The introductory question that opened a frank and personal conversation around the issues that BME parents experience when raising their children. Discussions were around the following:

  • Occasional limitations of language leading to poor communication and understanding.
  • Listening to and acting on information from peers as opposed to professionals.
  • Inadequate or inaccurate information has led to an escalation of problems that could have been dealt with more efficiently if parents had been directed appropriately in the first instance.
  • The complexity around building meaningful and trusting relationships within the family.
  • Parents often feel they are being judged.
  • Knowing what is right, what is wrong, what is acceptable and what is unacceptable when raising children.
  • Knowing all parents go through the same dilemmas and experience the same anxieties.
  • Understanding the different levels or forms of discipline and their effectiveness. 
  • A real fear of the consequences of the actions taken by parents.
  • The occasional unsettling behaviours between parents and professionals when dealing with possible conflict due to misinterpretations of a situation.
  • Cultural, religious and spiritual differences and how they impact on parenting skills.
  • How we react to situations can sometimes bring about the wrong outcome – fight or flight.
  • Children affirming their rights and almost holding parents to ransom!
  • Social media, the massive global impact it has and the challenges it can create. 
  • Peer pressure from school, social media, sports, extracurricular activities and TV. 
  • Increased knowledge of how children’s brains develop and how this affects their behaviour.
  • Restorative approach to raising children
  • Expectations of healthcare, educational and government bodies with some direction too.
  • A need for further input and structured training for parents.
  • The interpretation of spoken language for everyone may be slightly different, therefore producing varying outcomes.

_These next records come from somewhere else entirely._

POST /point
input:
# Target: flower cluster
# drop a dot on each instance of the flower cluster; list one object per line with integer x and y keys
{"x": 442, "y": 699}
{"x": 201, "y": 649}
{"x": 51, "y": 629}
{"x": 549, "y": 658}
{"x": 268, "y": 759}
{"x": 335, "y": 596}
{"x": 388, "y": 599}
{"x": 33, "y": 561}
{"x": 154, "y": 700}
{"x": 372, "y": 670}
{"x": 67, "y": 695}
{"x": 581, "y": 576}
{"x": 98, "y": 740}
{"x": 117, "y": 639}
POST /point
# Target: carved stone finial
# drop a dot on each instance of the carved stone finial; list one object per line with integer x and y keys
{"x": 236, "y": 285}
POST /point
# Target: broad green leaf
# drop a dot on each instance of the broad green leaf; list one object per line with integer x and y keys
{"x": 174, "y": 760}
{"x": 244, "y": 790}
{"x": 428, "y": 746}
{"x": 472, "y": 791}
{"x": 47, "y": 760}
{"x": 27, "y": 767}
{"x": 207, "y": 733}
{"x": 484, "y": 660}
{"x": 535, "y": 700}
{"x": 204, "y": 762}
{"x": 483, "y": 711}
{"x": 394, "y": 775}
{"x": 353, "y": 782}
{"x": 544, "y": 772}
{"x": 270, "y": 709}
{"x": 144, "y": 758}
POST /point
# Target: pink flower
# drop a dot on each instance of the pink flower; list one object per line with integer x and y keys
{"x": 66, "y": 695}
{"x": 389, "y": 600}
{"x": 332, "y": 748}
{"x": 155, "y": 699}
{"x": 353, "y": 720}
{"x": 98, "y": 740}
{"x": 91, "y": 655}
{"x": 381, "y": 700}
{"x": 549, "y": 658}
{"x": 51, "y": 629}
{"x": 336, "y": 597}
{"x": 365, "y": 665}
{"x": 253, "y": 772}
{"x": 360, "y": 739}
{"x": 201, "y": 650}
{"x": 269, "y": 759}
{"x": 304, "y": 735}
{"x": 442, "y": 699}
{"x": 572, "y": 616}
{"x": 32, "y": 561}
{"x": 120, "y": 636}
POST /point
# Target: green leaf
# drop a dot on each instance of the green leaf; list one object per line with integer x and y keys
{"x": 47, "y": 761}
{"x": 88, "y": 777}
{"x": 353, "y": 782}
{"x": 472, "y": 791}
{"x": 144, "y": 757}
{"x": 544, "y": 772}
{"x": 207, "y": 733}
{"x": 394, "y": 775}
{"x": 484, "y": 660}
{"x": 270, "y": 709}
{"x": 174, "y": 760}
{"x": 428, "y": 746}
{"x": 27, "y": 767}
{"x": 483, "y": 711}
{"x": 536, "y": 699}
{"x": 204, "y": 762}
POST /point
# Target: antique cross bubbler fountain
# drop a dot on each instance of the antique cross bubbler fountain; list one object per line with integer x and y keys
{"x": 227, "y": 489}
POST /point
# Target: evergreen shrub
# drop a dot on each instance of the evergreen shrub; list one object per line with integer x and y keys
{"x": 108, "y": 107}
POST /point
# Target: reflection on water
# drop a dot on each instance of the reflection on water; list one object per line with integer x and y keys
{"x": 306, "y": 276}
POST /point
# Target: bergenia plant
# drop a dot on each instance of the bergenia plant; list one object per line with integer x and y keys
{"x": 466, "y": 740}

  • Conflicting information often causes confusion.
  • Cultures, values and expectations differ.
  • Little or no knowledge of processes can make parents feel inadequate, distressed and overwhelmed.
  • Early intervention often means a more effective outcome.
  • A need to look at identifying and then tailoring a plan to meet specific needs.
  • Educating ‘in-laws’ too as they are often dominant within a relationship.
  • Parenting practices are often rooted in history so move through generations.
  • Gender inequality, expectations and the role of men within the family.
  • It’s perfectly acceptable to ask for help. (it’s a sign of intelligent reasoning)
  • A broader understanding allows us to offer more help and support to others.
  • Developing a ‘My Family Plan’
  • The introduction of champions, advocates, befrienders and/or peer supporters.
  • Managing conflict, emotional wellbeing, emotional regulation and child development were identified as required training for the future.